Gloria Escomel

Les Eaux de la mémoire


Mémoire vive

par Tony Esposito
article paru originellement dans le journal Homo Sapiens, vol. 2 no. 13, novembre 1994


Septième livre de Gloria Escomel, Les eaux de la mémoire: contes et nouvelles se présente en quatre sections regroupant quinze textes. Partout la trace du temps.
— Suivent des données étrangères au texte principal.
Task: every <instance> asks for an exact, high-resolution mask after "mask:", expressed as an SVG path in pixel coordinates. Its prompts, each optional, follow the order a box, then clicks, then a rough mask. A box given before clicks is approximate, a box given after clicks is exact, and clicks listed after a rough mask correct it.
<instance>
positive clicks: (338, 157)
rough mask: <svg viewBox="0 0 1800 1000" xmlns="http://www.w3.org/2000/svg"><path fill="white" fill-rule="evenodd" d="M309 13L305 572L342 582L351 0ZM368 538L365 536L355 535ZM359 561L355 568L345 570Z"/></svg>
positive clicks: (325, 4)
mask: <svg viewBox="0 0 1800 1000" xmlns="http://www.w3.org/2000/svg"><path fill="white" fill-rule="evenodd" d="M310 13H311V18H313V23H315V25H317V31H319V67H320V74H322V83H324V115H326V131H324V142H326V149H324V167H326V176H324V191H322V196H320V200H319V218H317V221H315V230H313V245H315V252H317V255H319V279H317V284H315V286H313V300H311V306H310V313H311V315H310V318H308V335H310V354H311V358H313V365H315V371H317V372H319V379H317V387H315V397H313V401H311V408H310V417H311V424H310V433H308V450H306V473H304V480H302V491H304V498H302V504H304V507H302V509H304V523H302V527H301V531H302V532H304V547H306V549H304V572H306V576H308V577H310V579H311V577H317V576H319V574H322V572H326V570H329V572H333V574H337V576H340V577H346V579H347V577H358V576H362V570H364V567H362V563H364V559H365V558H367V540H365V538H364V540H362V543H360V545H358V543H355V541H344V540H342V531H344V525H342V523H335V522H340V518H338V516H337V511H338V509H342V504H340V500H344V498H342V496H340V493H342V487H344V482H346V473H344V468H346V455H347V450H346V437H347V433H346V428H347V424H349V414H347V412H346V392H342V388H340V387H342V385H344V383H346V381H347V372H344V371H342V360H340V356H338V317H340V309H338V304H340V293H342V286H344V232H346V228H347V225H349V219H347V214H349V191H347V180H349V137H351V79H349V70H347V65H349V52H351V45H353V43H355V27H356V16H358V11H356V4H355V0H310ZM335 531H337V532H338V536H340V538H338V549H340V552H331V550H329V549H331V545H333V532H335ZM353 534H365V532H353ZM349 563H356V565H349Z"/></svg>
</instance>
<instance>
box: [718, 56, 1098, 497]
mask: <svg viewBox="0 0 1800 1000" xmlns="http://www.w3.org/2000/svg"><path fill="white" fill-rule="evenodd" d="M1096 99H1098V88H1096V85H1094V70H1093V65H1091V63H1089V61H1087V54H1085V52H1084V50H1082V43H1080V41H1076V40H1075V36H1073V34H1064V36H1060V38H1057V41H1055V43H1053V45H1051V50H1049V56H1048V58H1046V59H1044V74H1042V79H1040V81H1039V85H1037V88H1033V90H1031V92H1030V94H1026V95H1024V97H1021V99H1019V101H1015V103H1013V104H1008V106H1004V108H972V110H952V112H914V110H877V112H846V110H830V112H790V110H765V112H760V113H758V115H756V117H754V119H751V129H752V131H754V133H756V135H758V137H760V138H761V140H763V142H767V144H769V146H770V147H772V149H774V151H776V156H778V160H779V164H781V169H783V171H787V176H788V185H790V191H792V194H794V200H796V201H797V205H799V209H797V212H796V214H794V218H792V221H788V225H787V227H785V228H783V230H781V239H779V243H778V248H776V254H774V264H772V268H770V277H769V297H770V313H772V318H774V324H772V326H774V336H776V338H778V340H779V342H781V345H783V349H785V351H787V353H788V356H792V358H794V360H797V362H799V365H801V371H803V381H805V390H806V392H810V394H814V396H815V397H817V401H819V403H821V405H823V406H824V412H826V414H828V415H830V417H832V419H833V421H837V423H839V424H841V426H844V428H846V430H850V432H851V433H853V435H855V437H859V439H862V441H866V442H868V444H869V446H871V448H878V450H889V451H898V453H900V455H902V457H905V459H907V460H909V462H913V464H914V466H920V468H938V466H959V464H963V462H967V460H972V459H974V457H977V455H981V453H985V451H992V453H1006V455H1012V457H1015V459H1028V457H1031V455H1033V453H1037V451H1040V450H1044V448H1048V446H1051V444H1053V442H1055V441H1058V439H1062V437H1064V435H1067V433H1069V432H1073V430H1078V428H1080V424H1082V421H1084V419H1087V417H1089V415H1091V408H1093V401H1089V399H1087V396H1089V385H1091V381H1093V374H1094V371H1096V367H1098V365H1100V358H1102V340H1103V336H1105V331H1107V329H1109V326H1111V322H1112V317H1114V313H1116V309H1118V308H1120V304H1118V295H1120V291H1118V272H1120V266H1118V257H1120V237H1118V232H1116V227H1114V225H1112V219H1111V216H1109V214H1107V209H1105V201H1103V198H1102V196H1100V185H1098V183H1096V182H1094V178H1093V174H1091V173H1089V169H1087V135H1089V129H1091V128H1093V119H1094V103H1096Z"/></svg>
Celui qui passe, qui est passé et qui revient en ruban de Moebius, à travers réincarnation, transformation et métamorphose. Temps aussi du souvenir et de la mémoire. Les aimées mortes, disparues, parties. L'enfance et ses fantasmes intemporels. Les vieilles tantes mourantes. Les photographies d'une autre époque.
Parfois fantastiques, parfois réflexives, nous entraînant dans un univers au frontière du réel et de l'imaginaire, les nouvelles de Gloria Escomel ont la particularité d'inclure tout simplement, sans gants blancs ou suspense, son amour des femmes. La narratrice est lesbienne, so what; elle vit, respire, pense, aime, traverse des moments de bonheur et de douleur qui peuvent rejoindre l'universel, mais qui conservent aussi leur spécificité, comme une qualité dont on est fière.
C'est surtout avec la nouvelle «Le personnage» que la problématique de l'orientation sexuelle reçoit sa mise au point. Un homme, Pierre, retourne à Paris revoir une maîtresse qui a marqué sa jeunesse. En cours d'écriture, un nouveau narrateur explique l'utilisation du personnage de Pierre comme paravent pour sa propre douleur face à la perte de cette femme. Mais finalement ce sera la voix d'une femme, dernière narratrice, qui conclura sur le mensonge des deux personnages précédents. C'est elle qui a aimé Fafou, c'est elle qui souffre. Cet amour et ces souvenirs lui appartiennent et elle ne veut plus les masquer sous des traits masculins. Gloria Escomel dit que l'emploi du masculin lui est venu pour créer «une distance pour la douleur», pour «ne pas affronter directement la perte», mais que l'outil littéraire, le masque est rapidement devenu «un outil de torture». Après tout, rajoute-t-elle, l'écriture, «c'est transgresser toutes les limites».
Ce recueil, à saveur parfois autobiographique, possède, en guise de préface, un texte intitulé «Je multiple» qui annonce très bien l'ensemble. Aucune écrivaine, écrivain, n'aime se faire emprisonner dans une boîte étiquetée «lesbienne» ou «gai» ou autre (elles et ils l'ont assez répété durant le Festival de littérature!). Les je multiples de Gloria Escomel peuvent être hommes, femmes, lesbiennes, Sud-Américaines, Québécoises, enfants, adultes, aliénées, schizophrènes, amoureuses ou endeuillées. Elles peuvent aussi être tout cela en même temps. «La question du temps» est primordiale et, dans la douceur, la paix et la grandeur des expériences vécues, l'écriture nous caresse, nous raconte des bribes de vie, nous colorent des personnages mystérieux et fantastiques. «J'avais dit quelque chose qui me révélait à moi au fur et à mesure que je vieillissais». Cela se sent, Madame, Gloria, toi multiple, aimée et aimante. Merci pour ce livre de vie, pour cette marque dans la mémoire.


Escomel, Gloria. Les Eaux de la mémoire, Boréal, 1994, 145 p.